Adaptive Information Filtering with Minimal Instruction


Tommi Jaakkola and Tomaso Poggio



Collaboration with NTT

The project got started quite late and thus we have not yet established an active collaboration.

The most significant progress:

We have developed a new approach to eliciting user feed-back for the purpose of retrieving documents from large relatively unstructured databases. The approach is firmly founded on information theory and optimally selects the type and level of information to be queried in order to minize the effort on the part of the user.

Brief overview:

This project concerns with automated methods for finding a few pieces of relevant information (such as research articles) within a large dataset of predominantly incomplete and superficially similar information (such as technical report archives). While many such information filtering tasks vary considerably depending on the context, the primary difficulties associated with filtering techniques are mostly shared across different tasks. These difficulties give rise to several challenges that modern information filtering algorithms need to be able to solve. We exploit and further develop a specific synthesis of modern machine learning techniques to address these challenges. The tools we develop have the ability to function accurately with mininal instruction of what is relevant, learn from related filtering problems, and make appropriate use of feed-back automatically queried from the user.

Proposed research:

The research in this project will focus on two related key problems: active information retrieval and dealing with incomplete information in adaptive information filtering tasks. Both of these problems have

remained largely unsolved. The user is often perceived as an unwilling or ineffective participant and no serious attempt has been made about dealing with the fragmented and incomplete nature of the available information. Both problems, however, admit effective solutions with substantial benefits.

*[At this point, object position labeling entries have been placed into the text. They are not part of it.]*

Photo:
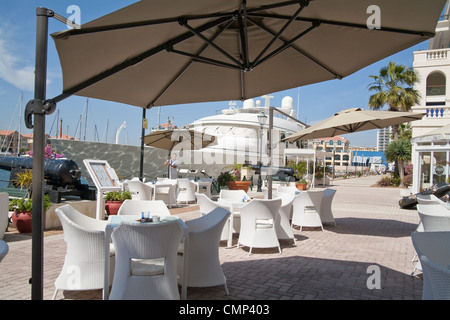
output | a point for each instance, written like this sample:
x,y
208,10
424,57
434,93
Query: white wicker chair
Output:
x,y
428,199
433,217
186,191
136,207
232,195
204,268
4,248
282,221
292,190
166,193
84,265
258,224
138,189
4,210
146,261
439,278
206,206
206,189
326,214
305,210
435,246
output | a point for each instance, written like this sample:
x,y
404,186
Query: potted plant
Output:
x,y
114,200
300,168
22,207
302,184
22,212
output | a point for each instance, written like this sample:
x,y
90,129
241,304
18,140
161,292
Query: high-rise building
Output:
x,y
384,136
431,152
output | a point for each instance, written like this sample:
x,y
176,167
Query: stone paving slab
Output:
x,y
372,233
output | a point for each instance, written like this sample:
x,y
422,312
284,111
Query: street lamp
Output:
x,y
262,120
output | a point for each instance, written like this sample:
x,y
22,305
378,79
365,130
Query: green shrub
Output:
x,y
385,181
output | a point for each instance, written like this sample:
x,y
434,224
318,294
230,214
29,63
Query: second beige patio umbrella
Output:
x,y
168,139
354,120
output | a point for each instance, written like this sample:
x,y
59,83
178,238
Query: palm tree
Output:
x,y
400,152
393,88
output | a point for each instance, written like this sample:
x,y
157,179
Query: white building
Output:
x,y
431,153
384,137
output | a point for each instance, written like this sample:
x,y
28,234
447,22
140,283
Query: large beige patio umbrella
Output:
x,y
188,139
159,52
354,120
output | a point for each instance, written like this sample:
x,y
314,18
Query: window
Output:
x,y
436,84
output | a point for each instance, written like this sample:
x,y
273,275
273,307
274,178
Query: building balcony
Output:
x,y
426,58
433,112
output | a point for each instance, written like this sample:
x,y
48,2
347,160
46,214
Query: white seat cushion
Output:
x,y
147,267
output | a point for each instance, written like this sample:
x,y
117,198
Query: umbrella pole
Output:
x,y
141,160
42,15
269,173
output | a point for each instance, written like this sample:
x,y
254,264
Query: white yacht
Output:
x,y
238,130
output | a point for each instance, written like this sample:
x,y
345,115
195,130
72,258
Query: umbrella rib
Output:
x,y
184,23
263,27
198,58
86,30
187,65
285,45
344,24
242,22
280,32
134,60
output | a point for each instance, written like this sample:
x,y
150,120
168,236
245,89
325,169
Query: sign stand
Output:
x,y
105,180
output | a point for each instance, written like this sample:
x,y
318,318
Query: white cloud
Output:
x,y
12,69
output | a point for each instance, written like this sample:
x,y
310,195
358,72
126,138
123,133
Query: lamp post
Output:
x,y
262,120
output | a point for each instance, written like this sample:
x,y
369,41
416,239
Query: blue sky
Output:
x,y
17,51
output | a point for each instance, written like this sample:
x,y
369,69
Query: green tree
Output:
x,y
400,152
393,88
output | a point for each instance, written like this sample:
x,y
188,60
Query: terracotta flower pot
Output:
x,y
238,185
301,186
22,221
112,207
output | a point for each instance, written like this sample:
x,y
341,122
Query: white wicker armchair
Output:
x,y
135,207
434,219
206,206
428,199
258,224
305,210
326,214
138,189
282,220
204,268
435,246
186,191
84,264
146,261
166,192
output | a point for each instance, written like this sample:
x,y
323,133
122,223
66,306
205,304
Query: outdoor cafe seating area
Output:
x,y
144,252
129,259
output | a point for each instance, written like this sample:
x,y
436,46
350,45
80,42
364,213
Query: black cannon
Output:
x,y
62,177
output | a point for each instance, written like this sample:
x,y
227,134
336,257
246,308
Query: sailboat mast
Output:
x,y
85,119
20,125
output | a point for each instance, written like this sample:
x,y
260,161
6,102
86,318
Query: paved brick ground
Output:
x,y
371,230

In our active formulation of the retrieval process, the user is successively queried for distinctions at varying levels of abstraction (links, summaries, topics) and is permitted to respond with multiple selections or may choose not to respond. In each case, the information is unambiguously interpreted and incorporated by the system. The next query is chosen optimally to minimize the need for any further exchange. Our information theoretic formulation also permits us to determine whether the document of interest is in the (portion of the) database being consulted. We will focus on various extensions of this basic paradigm as well as on implementing and testing proof of concept tools.

The second part will concentrate on a related challenge of dealing with incomplete information in adaptive filtering systems. The setup is complementary to active retrieval and the user is regarded here as a passive source, willing to provide only mininal information about what is relevant and what is not. When searching for technical articles, for example, the user may be willing to provide only a

single prototype of what is meant by "relevant". Accurate filtering in this context necessarily involves systems with the ability to extract some structure from the large set of unlabeled documents in the

database and combine this information with the few annotated examples. The primary research objective here is to develop and test algorithms that attain near optimal filtering performance in the presence of incomplete information.

The two complementary approaches will be subsequently combined into a more effective system and tested along with the invidual components.